Also musste Trumps Regierung zeigen, dass es die Siedlungspolitik Israels unter Kontrolle hat, ansonsten müssten sich die Regierungen in den genannten Ländern auf einigen Unmut unter den Stämmen und auf der Straße gefasst machen. Dazu kommt, dass Trump Unterstützung von arabischen Ländern nötig hat wegen seiner Äußerungen, die von vielen als anti-muslimisch verstanden werden. Damit zündelte er. Nun wird versucht, die Effekte unter Kontrolle zu bringen.

Der Spielraum eines US-Präsidenten sei nicht so groß, dass er eine "Kursänderung um 50° Grad" ("you can't turn 50 degrees" [8]) bewerkstelligen könne, sagte Obama in einem Interview [9] 2015. Gesellschaften würden sich nicht so schnell ändern, das gilt auch für die Außenpolitik und für den US-Präsidenten Trump.
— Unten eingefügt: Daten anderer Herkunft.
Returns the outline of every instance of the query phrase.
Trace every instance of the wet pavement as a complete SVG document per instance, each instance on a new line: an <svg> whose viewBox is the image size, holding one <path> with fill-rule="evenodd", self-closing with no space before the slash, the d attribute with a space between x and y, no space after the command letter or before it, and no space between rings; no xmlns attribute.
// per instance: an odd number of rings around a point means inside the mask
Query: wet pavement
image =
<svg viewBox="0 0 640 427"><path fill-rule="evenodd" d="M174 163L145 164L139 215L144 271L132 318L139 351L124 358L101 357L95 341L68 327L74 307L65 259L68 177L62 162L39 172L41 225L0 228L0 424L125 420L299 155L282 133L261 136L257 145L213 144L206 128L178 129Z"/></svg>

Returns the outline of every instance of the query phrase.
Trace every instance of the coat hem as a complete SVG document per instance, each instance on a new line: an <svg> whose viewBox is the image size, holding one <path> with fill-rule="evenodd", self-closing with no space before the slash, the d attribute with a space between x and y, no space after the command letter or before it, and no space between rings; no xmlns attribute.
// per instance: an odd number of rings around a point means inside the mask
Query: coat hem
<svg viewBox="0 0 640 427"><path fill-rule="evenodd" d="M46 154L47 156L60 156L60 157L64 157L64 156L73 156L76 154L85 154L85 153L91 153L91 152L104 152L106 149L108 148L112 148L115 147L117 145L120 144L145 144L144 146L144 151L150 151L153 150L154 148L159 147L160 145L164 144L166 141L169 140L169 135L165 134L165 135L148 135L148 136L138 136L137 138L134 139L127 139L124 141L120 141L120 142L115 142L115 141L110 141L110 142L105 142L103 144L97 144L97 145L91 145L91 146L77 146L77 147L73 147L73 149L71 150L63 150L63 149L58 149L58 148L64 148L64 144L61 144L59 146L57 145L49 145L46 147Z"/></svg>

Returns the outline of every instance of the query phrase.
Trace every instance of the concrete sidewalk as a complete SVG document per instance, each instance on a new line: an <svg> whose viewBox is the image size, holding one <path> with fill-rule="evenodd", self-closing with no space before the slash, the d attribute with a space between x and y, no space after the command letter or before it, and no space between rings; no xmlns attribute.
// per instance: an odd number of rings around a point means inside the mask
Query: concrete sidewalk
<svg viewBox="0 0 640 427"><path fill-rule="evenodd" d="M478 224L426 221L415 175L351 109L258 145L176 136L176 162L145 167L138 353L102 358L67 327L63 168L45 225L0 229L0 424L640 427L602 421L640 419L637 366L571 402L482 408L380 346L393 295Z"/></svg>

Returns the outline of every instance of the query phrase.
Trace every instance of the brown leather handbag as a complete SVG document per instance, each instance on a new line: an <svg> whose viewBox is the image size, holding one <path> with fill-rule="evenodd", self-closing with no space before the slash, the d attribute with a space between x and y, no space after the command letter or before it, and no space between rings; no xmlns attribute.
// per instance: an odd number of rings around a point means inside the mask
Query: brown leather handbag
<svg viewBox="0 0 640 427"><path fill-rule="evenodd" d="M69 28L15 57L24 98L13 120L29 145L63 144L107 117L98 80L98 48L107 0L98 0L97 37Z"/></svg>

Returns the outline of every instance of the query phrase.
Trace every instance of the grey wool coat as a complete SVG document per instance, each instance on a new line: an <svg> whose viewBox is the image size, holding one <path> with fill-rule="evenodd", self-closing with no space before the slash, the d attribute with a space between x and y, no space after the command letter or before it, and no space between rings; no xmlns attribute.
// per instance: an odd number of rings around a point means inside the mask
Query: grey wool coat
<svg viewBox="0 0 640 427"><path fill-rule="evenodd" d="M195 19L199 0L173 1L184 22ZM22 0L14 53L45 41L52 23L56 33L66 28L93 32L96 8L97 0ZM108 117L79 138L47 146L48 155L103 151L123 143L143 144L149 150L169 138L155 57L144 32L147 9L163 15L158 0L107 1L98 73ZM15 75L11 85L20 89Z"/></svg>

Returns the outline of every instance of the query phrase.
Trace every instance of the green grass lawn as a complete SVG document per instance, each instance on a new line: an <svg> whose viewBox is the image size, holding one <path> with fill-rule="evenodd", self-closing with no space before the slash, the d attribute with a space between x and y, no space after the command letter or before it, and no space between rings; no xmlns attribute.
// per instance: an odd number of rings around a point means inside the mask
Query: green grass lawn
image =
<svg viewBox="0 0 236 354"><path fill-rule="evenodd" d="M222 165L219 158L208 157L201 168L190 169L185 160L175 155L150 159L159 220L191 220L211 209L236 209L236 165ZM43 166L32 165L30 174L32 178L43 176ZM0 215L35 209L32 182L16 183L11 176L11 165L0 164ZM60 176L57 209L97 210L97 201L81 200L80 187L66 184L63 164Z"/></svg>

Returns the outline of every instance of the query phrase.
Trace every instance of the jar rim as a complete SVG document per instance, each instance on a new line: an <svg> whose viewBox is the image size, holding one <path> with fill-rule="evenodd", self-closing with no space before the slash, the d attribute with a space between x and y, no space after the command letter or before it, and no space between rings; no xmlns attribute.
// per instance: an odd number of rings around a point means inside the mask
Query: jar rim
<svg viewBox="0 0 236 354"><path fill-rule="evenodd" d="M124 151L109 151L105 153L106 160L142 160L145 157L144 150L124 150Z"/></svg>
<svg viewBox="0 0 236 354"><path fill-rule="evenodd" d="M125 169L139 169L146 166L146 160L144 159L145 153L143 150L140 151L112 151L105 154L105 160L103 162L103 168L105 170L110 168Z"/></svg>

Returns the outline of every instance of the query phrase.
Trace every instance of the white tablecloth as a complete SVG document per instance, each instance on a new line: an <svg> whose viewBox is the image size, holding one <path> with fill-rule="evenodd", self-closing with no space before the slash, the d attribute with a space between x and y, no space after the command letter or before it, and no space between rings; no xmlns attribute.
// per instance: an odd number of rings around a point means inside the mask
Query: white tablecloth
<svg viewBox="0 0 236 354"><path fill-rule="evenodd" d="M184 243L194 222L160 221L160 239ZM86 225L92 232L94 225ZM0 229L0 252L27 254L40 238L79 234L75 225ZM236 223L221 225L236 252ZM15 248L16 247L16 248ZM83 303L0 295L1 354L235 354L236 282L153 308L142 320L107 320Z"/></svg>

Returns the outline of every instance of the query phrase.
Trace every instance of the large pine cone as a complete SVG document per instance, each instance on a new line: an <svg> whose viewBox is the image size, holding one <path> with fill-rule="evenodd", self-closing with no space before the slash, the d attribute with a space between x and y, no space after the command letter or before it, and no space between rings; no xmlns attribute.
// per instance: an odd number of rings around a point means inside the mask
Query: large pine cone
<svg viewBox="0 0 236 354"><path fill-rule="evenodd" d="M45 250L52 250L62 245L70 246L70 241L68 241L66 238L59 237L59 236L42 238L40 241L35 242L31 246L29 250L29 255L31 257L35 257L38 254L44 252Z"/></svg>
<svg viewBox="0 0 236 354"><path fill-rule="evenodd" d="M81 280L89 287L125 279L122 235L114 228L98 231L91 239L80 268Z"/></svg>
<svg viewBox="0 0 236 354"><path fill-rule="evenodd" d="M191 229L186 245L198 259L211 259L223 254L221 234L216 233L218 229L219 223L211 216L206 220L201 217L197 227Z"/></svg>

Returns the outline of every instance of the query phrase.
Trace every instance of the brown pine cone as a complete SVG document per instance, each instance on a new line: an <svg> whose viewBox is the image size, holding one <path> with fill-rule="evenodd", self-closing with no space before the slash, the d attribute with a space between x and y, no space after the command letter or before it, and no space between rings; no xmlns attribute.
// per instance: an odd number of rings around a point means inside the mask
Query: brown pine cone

Der "neue Kurs" gegenüber Russland

Von ihm hatten viele erwartet, erhofft oder befürchtet, dass er einen "ganz anderen Kurs" gegenüber Russland einschlagen wird. Wie dieser genau aussieht, ist noch immer wenig bekannt. Das Telefongespräch mit Putin soll in guter Atmosphäre verlaufen [10] sein. Ob Konkretes besprochen wurde, ist unklar. Übermittelt wurde, dass man beim Kampf gegen den IS zusammenarbeiten wolle.

Wichtig, so schien es, war vor allem, dass das Klima stimmt. Dass sich Lawrow, anders als zuvor, nicht ablehnend, sondern offen gegenüber dem Vorschlag Trumps zeigte, Sicherheitszonen in Syrien einzurichten, bestätigte, dass sich etwas ändern könnte.

Haleys Auftritt

Auch die neue UN-Botschafterin der USA, Nikki R. Haley, betonte bei ihrem ersten Auftritt im Sitzungssaal der Vereinten Nation davon, dass die USA bessere Beziehungen zu Russland wollen. Aber die Aussage folgte einer deutlichen Verurteilung "aggressiver Aktionen Russlands" [11]. Haley beließ es dabei nicht mit einer kurzen Bemerkung, sondern sie wiederholte die Verurteilung und sie sprach auch nicht nur gegenwärtige aggressive Aktionen an, derer sie Russland in der Ost-Ukraine beschuldigte, sondern sie nahm deutlich Bezug auf frühere Verurteilungen, damit ließ sie anklingen, dass die US-Regierung darin ein Verhaltens- Muster erkennt.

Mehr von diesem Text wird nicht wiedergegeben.